En agosto del 44 se instalaría con su familia en el hotel Úrsula de la capital guipuzcoana, a 25 kilómetros de Hendaia, lo que permitía que la ciudad fuera durante años «un centro neurálgico del contrabando», con ramificaciones en toda la península. Por no hablar de Irun, más cercana aún a la frontera y con su puente internacional, hoy conocido también como puente de Santiago, y que durante la Segunda Guerra Mundial había sido «uno de los accesos preferidos por la mafia colaboracionista francesa».
El efecto Bilbao
Franceses de la Carlingue (suerte de Gestapo francesa) y los propios nazis, cuya zona ocupada tocaba literalmente las lindes vascas, se conchababan con los aduaneros españoles, que permitían la entrada en el país de grandes cargamentos de obras de arte. Muchos se colaban también por avión, gracias a la valija diplomática y la confidencialidad que permitía. La línea Barcelona-Berlín estuvo activa hasta mediados de abril de 1945.

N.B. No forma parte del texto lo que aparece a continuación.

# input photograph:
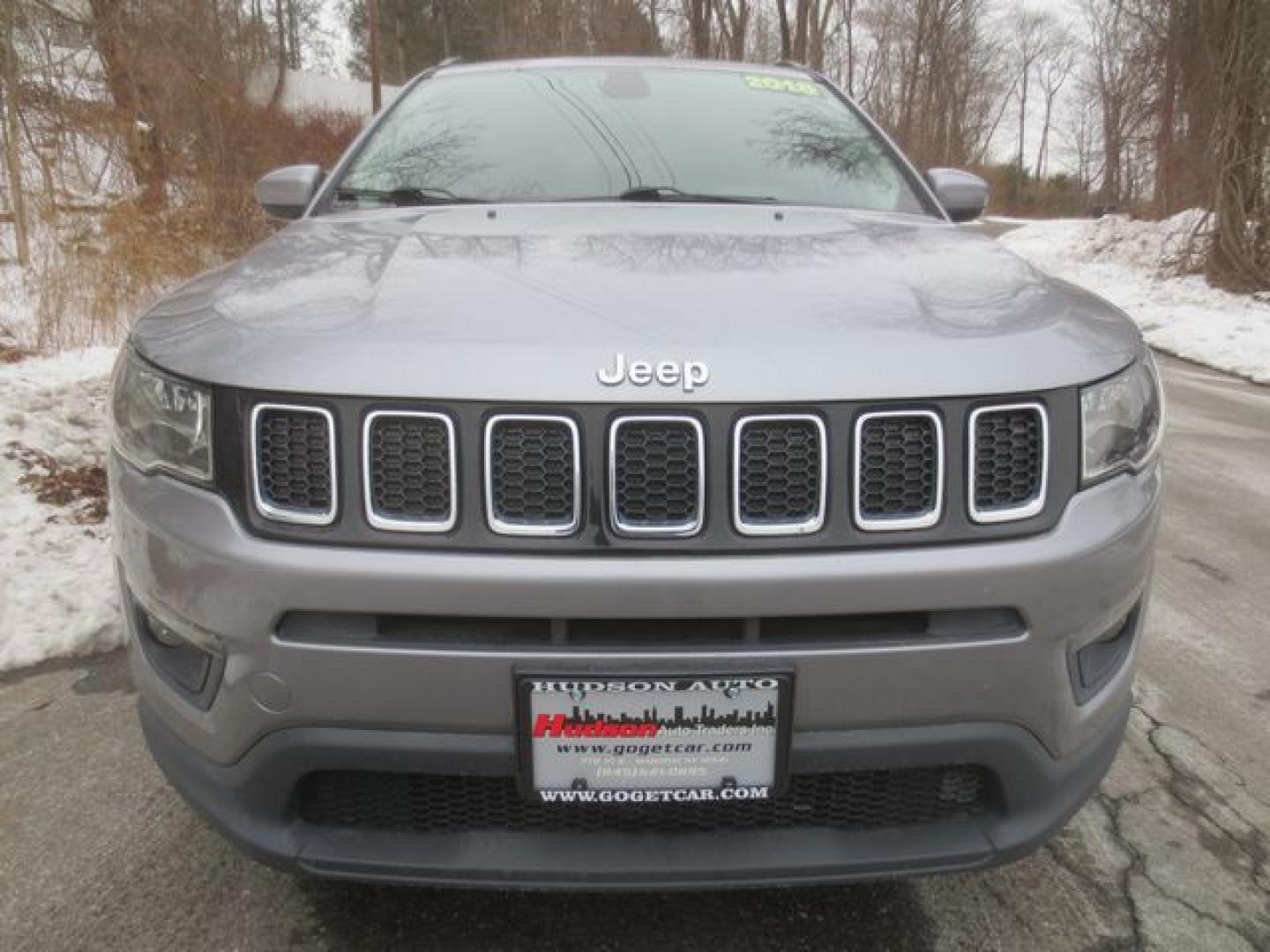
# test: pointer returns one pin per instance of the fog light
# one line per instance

Uno de esos traficantes de cuadros fue el citado Alois Miedl, que llegó a Hendaia desde Países Bajos con dos coches y sus respectivos remolques. Portaba entre 60 y 80 obras de arte que luego introduciría en España y de las que 22 quedarían retenidas en el puerto franco de Bilbao, por las sospechas que generaba el controvertido Miedl a las autoridades británicas en la zona.

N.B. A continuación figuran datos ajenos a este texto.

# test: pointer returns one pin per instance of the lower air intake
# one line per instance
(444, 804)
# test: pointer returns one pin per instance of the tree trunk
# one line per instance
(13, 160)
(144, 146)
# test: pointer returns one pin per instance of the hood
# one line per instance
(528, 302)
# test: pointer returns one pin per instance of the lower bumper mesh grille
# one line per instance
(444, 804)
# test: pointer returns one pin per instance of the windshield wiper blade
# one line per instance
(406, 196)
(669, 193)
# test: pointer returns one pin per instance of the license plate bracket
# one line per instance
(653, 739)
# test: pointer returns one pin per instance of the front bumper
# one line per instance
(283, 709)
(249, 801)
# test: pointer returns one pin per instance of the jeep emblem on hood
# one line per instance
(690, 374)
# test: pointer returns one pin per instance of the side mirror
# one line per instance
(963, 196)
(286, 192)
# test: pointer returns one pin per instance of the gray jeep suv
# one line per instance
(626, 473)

El gobierno de Franco, por un lado cómplice en la sombra del Tercer Reich (los negocios con el wolframio para las armas son sólo un ejemplo), se debía también a las directrices que marcaban ahora los aliados a las puertas de la rendición nazi. Entre las obras había lienzos de Corot y Van Dyck, en un marchante, Miedl, que tenía en su haber hasta seis cuadros de Cézanne, Van Gogh y Jan Steen. En su etapa en Madrid, dicen que se paseaba con un catálogo de obras allá donde iba.

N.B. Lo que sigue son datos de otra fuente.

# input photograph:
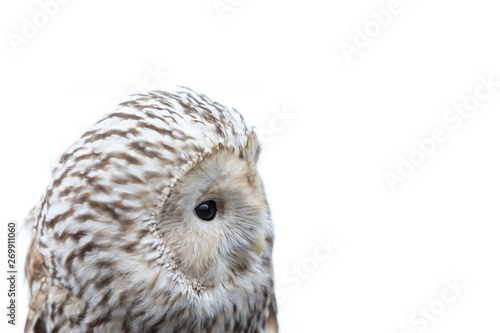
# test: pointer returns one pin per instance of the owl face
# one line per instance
(156, 220)
(216, 218)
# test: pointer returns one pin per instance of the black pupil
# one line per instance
(206, 210)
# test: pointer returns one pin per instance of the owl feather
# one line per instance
(155, 220)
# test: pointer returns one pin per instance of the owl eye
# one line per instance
(206, 210)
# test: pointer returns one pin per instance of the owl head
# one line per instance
(162, 199)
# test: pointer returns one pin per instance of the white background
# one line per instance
(324, 170)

Martorell cita en su libro a Antonio María Aguirre Gonzalo, cónsul en Hendaia y hermano de quien fuera uno de los fundadores de Banesto (José María Aguirre), y se recuerda la comidilla de que «trabajaba para los alemanes». Según Martorell, Aguirre Gonzalo fue un comprador muy activo en la Francia ocupada, y los marchantes con los que trabajaba eran los mismos que proveían a los nazis. También actuó de intermediario en las compras que realizaba el portugalujo José María de Areilza, que había sido alcalde de Bilbao durante la Guerra Civil (y posterior fundador de la UCD). O Emilio de Navasqüés, o el conde de Torrubia, que se dedicaban a vender en la Francia ocupada y vender en España. «Unos casos que interpretamos más como punta de iceberg que como situaciones aisladas», concluye el autor de 'El expolio nazi'.